10/13/15

Lacunae.



I worry a lot these days.

And I over think a lot, too and too bad, I just don't even know how to stop myself from doing so.

From the smallest thing to predicting things in the future, everything kept me in a worried state. I think a lot, but still I couldn't really find a perfect answer to all those questions which kept on spinning in my head.

I don't even know what will happen in another 5 years time.
I don't even know who will eventually leave or stay.
I don't even know if I'll end up being a legal practitioner.
And I don't even know if I'll eventually open up my heart for someone.
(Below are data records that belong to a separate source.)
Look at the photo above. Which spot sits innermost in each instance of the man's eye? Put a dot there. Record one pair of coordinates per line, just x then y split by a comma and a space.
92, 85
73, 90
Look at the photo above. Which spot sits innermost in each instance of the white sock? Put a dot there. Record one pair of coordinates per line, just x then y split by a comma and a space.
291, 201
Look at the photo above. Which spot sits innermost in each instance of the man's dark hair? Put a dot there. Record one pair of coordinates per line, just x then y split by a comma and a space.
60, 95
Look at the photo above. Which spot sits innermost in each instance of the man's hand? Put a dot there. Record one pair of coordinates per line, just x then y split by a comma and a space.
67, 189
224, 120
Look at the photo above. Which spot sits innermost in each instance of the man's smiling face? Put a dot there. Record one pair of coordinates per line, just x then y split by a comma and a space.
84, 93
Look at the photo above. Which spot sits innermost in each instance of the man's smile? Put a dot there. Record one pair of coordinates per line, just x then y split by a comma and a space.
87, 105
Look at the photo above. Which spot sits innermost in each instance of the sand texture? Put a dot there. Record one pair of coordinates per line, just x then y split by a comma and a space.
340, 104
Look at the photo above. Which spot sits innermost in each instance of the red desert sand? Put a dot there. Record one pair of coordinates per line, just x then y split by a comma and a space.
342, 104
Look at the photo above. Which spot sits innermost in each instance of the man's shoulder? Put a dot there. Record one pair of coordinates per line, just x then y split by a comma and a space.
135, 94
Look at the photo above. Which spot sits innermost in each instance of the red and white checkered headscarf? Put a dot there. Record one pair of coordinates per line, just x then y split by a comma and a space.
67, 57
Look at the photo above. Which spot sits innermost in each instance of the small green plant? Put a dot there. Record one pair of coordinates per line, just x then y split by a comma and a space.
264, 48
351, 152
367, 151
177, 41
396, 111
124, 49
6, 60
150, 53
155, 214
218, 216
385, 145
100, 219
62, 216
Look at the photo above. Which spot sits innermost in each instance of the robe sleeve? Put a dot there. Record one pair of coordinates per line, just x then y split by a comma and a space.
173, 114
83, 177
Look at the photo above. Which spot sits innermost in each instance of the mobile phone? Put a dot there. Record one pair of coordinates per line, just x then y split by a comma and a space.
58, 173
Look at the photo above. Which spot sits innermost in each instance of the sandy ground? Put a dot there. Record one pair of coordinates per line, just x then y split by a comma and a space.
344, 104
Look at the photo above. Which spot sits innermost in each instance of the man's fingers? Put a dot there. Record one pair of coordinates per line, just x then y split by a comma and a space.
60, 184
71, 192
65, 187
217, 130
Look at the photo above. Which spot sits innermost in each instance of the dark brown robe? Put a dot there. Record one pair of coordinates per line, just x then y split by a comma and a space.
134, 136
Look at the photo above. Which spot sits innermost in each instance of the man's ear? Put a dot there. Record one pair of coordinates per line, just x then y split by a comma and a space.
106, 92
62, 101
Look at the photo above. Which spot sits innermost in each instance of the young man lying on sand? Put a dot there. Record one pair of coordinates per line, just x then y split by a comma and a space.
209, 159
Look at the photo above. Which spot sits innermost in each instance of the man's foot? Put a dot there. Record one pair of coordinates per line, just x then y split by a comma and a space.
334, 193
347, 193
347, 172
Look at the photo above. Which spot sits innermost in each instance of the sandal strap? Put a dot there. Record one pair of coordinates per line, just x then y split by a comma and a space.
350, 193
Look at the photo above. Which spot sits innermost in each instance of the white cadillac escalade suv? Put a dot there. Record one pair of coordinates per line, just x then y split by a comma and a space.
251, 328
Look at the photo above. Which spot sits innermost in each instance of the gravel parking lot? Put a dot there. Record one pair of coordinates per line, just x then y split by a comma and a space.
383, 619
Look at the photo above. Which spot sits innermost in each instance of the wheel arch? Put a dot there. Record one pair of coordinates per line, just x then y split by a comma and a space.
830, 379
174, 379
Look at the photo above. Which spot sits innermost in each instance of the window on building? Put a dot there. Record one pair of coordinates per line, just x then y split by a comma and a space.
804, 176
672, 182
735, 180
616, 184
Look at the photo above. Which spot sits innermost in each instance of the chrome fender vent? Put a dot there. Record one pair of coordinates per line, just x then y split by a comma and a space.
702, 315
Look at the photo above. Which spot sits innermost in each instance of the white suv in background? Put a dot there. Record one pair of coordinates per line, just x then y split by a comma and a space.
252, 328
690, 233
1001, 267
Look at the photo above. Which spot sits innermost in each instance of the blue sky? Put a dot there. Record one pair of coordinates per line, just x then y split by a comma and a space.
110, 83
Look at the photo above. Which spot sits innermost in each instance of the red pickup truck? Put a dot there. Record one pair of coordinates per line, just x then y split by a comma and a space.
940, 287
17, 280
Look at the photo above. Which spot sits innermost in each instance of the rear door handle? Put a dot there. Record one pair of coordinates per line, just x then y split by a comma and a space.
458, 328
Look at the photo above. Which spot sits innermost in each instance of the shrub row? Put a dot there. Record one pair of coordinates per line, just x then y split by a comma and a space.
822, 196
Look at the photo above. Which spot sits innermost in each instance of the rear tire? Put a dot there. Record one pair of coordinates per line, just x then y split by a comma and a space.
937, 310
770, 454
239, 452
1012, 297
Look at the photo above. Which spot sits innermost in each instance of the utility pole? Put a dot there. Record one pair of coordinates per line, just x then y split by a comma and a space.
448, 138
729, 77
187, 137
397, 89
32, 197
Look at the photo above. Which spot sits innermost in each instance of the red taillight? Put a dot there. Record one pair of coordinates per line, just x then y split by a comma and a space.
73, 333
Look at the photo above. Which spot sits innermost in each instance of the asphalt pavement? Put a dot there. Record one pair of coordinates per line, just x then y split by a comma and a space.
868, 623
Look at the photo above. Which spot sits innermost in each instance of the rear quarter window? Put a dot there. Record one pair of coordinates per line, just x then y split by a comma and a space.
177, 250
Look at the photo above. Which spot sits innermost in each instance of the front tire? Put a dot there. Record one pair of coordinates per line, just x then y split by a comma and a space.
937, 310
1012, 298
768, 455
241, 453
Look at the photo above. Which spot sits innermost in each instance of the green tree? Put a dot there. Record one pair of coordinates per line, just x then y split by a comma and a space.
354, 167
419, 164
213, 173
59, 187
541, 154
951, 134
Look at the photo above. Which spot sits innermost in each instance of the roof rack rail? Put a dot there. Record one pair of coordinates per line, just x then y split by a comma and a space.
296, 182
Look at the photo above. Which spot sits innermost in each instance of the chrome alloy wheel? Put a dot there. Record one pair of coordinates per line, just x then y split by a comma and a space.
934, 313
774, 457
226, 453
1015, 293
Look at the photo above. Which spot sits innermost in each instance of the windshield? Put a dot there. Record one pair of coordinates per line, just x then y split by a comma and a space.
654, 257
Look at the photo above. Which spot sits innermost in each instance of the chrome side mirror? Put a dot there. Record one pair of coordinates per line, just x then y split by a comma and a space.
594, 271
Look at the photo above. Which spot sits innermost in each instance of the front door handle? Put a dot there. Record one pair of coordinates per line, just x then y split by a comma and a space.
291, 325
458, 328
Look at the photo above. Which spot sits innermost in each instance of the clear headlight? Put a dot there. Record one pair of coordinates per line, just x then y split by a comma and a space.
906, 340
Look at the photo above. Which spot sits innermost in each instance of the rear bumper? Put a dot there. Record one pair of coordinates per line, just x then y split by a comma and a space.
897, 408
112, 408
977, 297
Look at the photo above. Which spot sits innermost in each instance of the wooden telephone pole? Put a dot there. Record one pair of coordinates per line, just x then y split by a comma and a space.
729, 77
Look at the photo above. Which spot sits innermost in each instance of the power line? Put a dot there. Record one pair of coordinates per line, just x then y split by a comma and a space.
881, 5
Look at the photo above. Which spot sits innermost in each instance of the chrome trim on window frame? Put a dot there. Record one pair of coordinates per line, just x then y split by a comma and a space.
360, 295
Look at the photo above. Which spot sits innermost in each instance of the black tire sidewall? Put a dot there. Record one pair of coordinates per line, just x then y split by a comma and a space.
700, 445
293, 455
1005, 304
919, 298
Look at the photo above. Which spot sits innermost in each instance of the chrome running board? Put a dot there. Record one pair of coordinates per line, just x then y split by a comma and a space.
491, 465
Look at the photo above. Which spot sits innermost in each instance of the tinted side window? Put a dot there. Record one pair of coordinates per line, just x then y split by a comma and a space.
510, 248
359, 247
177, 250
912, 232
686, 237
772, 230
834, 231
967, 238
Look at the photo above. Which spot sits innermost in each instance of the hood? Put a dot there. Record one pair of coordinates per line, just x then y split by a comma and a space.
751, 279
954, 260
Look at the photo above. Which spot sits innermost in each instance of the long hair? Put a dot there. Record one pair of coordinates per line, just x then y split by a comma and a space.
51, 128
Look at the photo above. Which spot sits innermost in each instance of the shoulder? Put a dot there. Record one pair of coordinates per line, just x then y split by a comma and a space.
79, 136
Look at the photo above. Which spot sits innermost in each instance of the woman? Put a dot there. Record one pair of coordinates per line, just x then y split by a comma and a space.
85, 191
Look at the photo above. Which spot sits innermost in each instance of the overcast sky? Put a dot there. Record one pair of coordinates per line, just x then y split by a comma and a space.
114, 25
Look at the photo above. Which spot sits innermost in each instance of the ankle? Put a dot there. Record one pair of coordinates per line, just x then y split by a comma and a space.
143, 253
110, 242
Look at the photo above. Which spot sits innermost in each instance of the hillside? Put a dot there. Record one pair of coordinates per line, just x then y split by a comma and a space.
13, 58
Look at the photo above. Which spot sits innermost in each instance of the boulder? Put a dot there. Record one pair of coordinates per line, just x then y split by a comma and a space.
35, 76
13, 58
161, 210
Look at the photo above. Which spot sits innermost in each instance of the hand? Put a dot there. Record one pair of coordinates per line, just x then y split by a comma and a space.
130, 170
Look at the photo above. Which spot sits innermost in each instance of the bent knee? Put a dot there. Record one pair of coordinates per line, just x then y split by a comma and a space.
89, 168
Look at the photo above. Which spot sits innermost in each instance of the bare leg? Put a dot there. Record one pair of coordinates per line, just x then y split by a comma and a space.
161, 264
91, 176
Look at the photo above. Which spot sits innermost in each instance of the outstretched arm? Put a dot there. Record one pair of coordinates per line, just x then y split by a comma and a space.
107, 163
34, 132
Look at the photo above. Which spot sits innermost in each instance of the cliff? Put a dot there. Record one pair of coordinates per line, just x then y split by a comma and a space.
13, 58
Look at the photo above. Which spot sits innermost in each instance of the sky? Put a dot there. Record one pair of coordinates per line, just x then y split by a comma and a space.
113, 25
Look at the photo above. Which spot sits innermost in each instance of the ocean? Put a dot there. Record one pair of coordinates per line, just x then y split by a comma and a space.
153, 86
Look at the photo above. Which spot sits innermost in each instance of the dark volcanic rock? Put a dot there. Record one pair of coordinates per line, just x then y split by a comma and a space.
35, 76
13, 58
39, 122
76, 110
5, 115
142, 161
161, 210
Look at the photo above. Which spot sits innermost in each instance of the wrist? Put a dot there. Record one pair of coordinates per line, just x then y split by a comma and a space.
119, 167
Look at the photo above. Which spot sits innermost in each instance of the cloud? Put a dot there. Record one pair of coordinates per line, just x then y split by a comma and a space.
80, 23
I worry, what if I eventually give up one day?
What if I die before I could actually repent?
What if my deeds are insufficient to allow me reside in Jannah?
What if one day I'll get too attached to someone and could never let go?
What if I die before I could actually make my parents proud and happy?

What if?

But sometimes,
I'm just too tired.

Too tired to think.
To tired to even care about anything.

 I am ignorant. I don't really care.
I am unfriendly, I keep my circle small so that I won't get hurt or I won't hurt anyone. 
I am reckless that I tend to commit the same mistake.
I sometimes negligently forget things. And sometimes it's sad how I commit sin without remembering Allah is watching, so does His angels.
I've been holding on to the past so much to the extent that I couldn't even open up my heart to anyone else. 
And to be exact, I've been living in my comfort zone for so long and I'm just too scared to get out of the box.

Life is full of challenges. 
But verily, in hardship comes ease, right?